Intel® 神经压缩器

<h3>一个开源 Python 库，支持在所有主流深度学习框架(TensorFlow、PyTorch 和 ONNX Runtime)上进行流行的模型压缩技术</h3>

Intel® 神经压缩器旨在为主流框架如 TensorFlow、PyTorch 和 ONNX Runtime，以及 Intel 扩展如 Intel Extension for TensorFlow 和 Intel Extension for PyTorch 提供流行的模型压缩技术，如量化、剪枝(稀疏化)、蒸馏和神经架构搜索。特别是，该工具提供以下关键特性、典型示例和开放合作：

支持广泛的 Intel 硬件，如 Intel Gaudi AI 加速器、Intel Core Ultra 处理器、Intel Xeon 可扩展处理器、Intel Xeon CPU Max 系列、Intel 数据中心 GPU Flex 系列和 Intel 数据中心 GPU Max 系列，并进行了广泛测试；通过 ONNX Runtime 支持 AMD CPU、ARM CPU 和 NVidia GPU，但测试有限；对于某些无权重量化算法如 AutoRound 和 HQQ，支持 NVidia GPU。
验证流行的大语言模型，如 LLama2、Falcon、GPT-J、Bloom、OPT，以及来自流行模型库如 Hugging Face、Torch Vision 和 ONNX Model Zoo 的超过 10,000 个广泛模型，如 Stable Diffusion、BERT-Large 和 ResNet50，并采用自动精度驱动量化策略
与云市场如 Google Cloud Platform、Amazon Web Services 和 Azure，软件平台如阿里云、腾讯 TACO 和 Microsoft Olive，以及开放 AI 生态系统如 Hugging Face、PyTorch、ONNX、ONNX Runtime 和 Lightning AI 进行合作

安装

安装框架

为 CPU 安装 torch

pip install torch --index-url https://download.pytorch.org/whl/cpu

使用预装 torch 的 Docker 镜像用于 HPU

https://docs.habana.ai/en/latest/Installation_Guide/Bare_Metal_Fresh_OS.html#bare-metal-fresh-os-single-click

注意: Intel 神经压缩器与 Gaudi 软件栈之间存在版本对应关系，请参考此表格并确保使用匹配的组合。

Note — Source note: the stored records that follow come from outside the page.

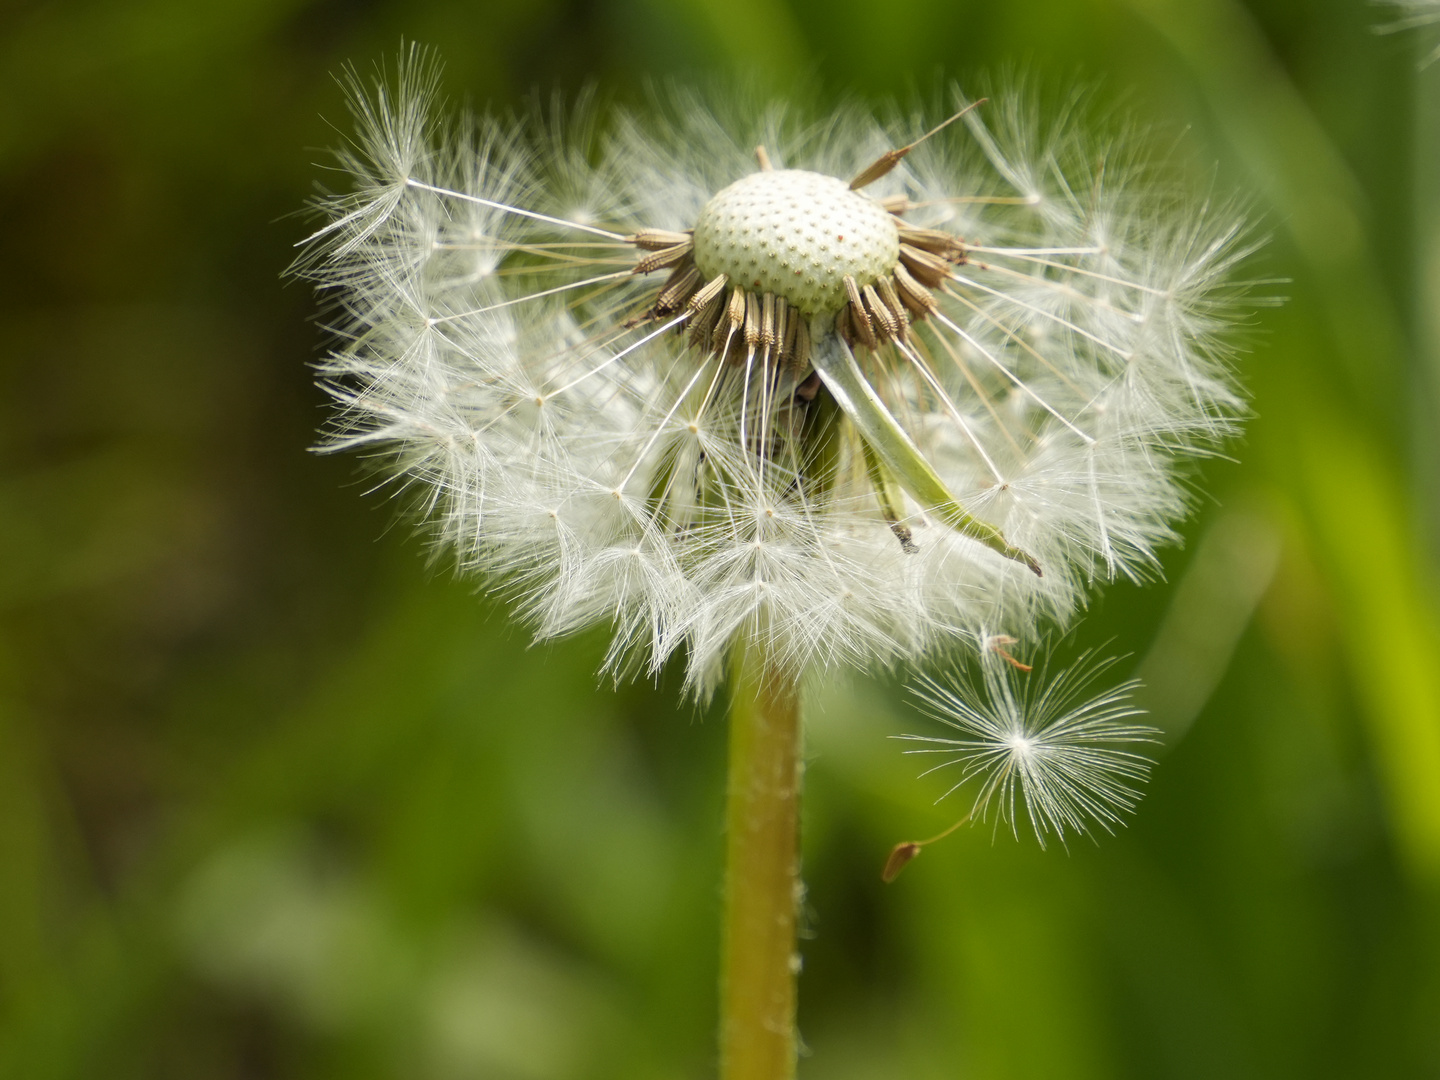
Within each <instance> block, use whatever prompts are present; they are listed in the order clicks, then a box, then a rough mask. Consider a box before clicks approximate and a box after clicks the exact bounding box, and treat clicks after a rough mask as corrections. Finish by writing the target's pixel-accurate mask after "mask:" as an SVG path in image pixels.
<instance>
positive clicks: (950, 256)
mask: <svg viewBox="0 0 1440 1080" xmlns="http://www.w3.org/2000/svg"><path fill="white" fill-rule="evenodd" d="M900 243H909V245H910V246H912V248H920V249H922V251H927V252H930V253H932V255H939V256H940V258H942V259H945V261H946V262H956V264H959V262H965V242H963V240H962V239H960V238H959V236H956V235H953V233H948V232H943V230H942V229H914V228H912V226H909V225H901V226H900Z"/></svg>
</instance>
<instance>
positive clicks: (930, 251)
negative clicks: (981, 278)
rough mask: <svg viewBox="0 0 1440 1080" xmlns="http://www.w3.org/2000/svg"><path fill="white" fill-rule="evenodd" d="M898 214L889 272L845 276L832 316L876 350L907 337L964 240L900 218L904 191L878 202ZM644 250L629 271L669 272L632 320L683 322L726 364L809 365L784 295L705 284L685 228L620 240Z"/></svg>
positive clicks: (649, 229) (707, 346) (799, 331)
mask: <svg viewBox="0 0 1440 1080" xmlns="http://www.w3.org/2000/svg"><path fill="white" fill-rule="evenodd" d="M881 204H883V206H884V207H886V209H887V210H888V212H890V213H891V215H894V216H896V219H897V229H899V233H900V259H899V262H896V265H894V266H893V268H891V271H890V274H888V275H881V276H880V278H877V279H876V281H873V282H865V284H863V285H861V284H858V282H857V281H855V279H854V278H852V276H848V275H847V276H845V279H844V281H845V292H847V295H848V302H847V304H845V307H842V308H841V310H840V311H838V312H837V315H835V330H837V333H838V334H841V336H842V337H844V338H845V341H847V343H848V344H850V346H851V347H854V346H864V347H865V348H877V347H880V346H881V344H886V343H888V341H906V340H907V338H909V333H910V324H912V323H913V321H920V320H924V318H926V317H927V315H929V314H930V312H933V311H935V310H936V307H937V304H936V300H935V294H933V292H932V289H935V288H939V287H940V285H942V284H943V282H945V279H946V278H949V275H950V266H953V265H959V264H963V262H965V245H963V243H962V240H960V239H959V238H958V236H952V235H950V233H948V232H942V230H939V229H919V228H916V226H913V225H909V223H907V222H904V220H900V215H903V213H904V212H906V210H907V209H910V202H909V200H907V199H906V197H904V196H899V197H891V199H887V200H884V202H883V203H881ZM626 239H628V240H629V242H631V243H632V245H635V246H636V248H638V249H641V251H644V252H649V253H648V255H644V256H641V259H639V261H638V262H636V264H635V269H634V274H654V272H655V271H661V269H670V276H668V278H667V279H665V284H664V285H661V287H660V291H658V292H657V294H655V300H654V301H652V302H651V305H649V307H648V308H647V310H645V311H644V312H642V314H641V315H638V317H636V318H635V320H634V324H635V325H638V324H641V323H649V321H664V320H671V318H674V317H677V315H680V317H683V318H684V320H685V321H687V323H688V328H685V330H683V333H687V336H688V341H690V346H691V347H693V348H698V350H701V351H704V353H707V354H708V353H716V354H720V356H721V357H723V359H726V360H729V361H730V363H744V361H746V360H747V357H755V356H763V357H765V359H766V361H768V363H773V364H776V366H778V364H782V363H783V364H792V366H793V367H795V369H796V372H799V373H804V372H806V370H808V367H809V364H808V361H809V344H811V343H809V327H808V320H806V317H805V315H804V312H801V311H799V310H796V308H795V307H793V305H791V304H789V302H788V301H786V300H785V298H783V297H776V295H775V294H773V292H765V294H759V295H757V294H755V292H752V291H746V289H744V288H743V287H740V285H739V284H736V285H732V284H730V279H729V278H727V276H726V275H724V274H720V275H717V276H714V278H711V279H710V281H704V276H703V275H701V272H700V269H698V266H696V259H694V239H693V235H691V233H690V232H667V230H662V229H642V230H641V232H636V233H635V235H632V236H629V238H626Z"/></svg>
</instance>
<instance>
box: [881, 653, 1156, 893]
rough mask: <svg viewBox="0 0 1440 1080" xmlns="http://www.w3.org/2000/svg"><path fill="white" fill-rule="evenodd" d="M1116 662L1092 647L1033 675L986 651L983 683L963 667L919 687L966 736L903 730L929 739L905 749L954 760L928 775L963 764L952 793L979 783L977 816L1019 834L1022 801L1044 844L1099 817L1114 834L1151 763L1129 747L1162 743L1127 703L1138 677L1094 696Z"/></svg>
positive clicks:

为 Intel GPU 安装 torch/intel_extension_for_pytorch

https://intel.github.io/intel-extension-for-pytorch/index.html#installation

为其他平台安装 torch

https://pytorch.org/get-started/locally

安装 tensorflow

pip install tensorflow

从 pypi 安装

# 安装 2.X API + 框架扩展 API + PyTorch 依赖
pip install neural-compressor[pt]
# 安装 2.X API + 框架扩展 API + TensorFlow 依赖
pip install neural-compressor[tf]

注意: 更多安装方法可以在安装指南中找到。查看我们的常见问题了解更多详情。

入门

设置环境：

pip install "neural-compressor>=2.3" "transformers>=4.34.0" torch torchvision

成功安装这些包后，尝试你的第一个量化程序。

FP8 量化

以下示例代码演示了 FP8 量化，它由 Intel Gaudi2 AI 加速器支持。

要在 Intel Gaudi2 上尝试，推荐使用带有 Gaudi 软件栈的 docker 镜像，请参考以下脚本进行环境设置。更多详情可以在 Gaudi 指南中找到。

# 运行一个带有交互式 shell 的容器
docker run -it --runtime=habana -e HABANA_VISIBLE_DEVICES=all -e OMPI_MCA_btl_vader_single_copy_mechanism=none --cap-add=sys_nice --net=host --ipc=host vault.habana.ai/gaudi-docker/1.17.0/ubuntu22.04/habanalabs/pytorch-installer-2.3.1:latest

运行示例：

from neural_compressor.torch.quantization import (
    FP8Config,
    prepare,
    convert,
)
import torchvision.models as models

model = models.resnet18()
qconfig = FP8Config(fp8_config="E4M3")
model = prepare(model, qconfig)
# 用户自定义校准
calib_func(model)
model = convert(model)

权重专用大语言模型加载 (LLMs)

以下示例代码演示了在 Intel Gaudi2 AI 加速器上进行权重专用大语言模型加载。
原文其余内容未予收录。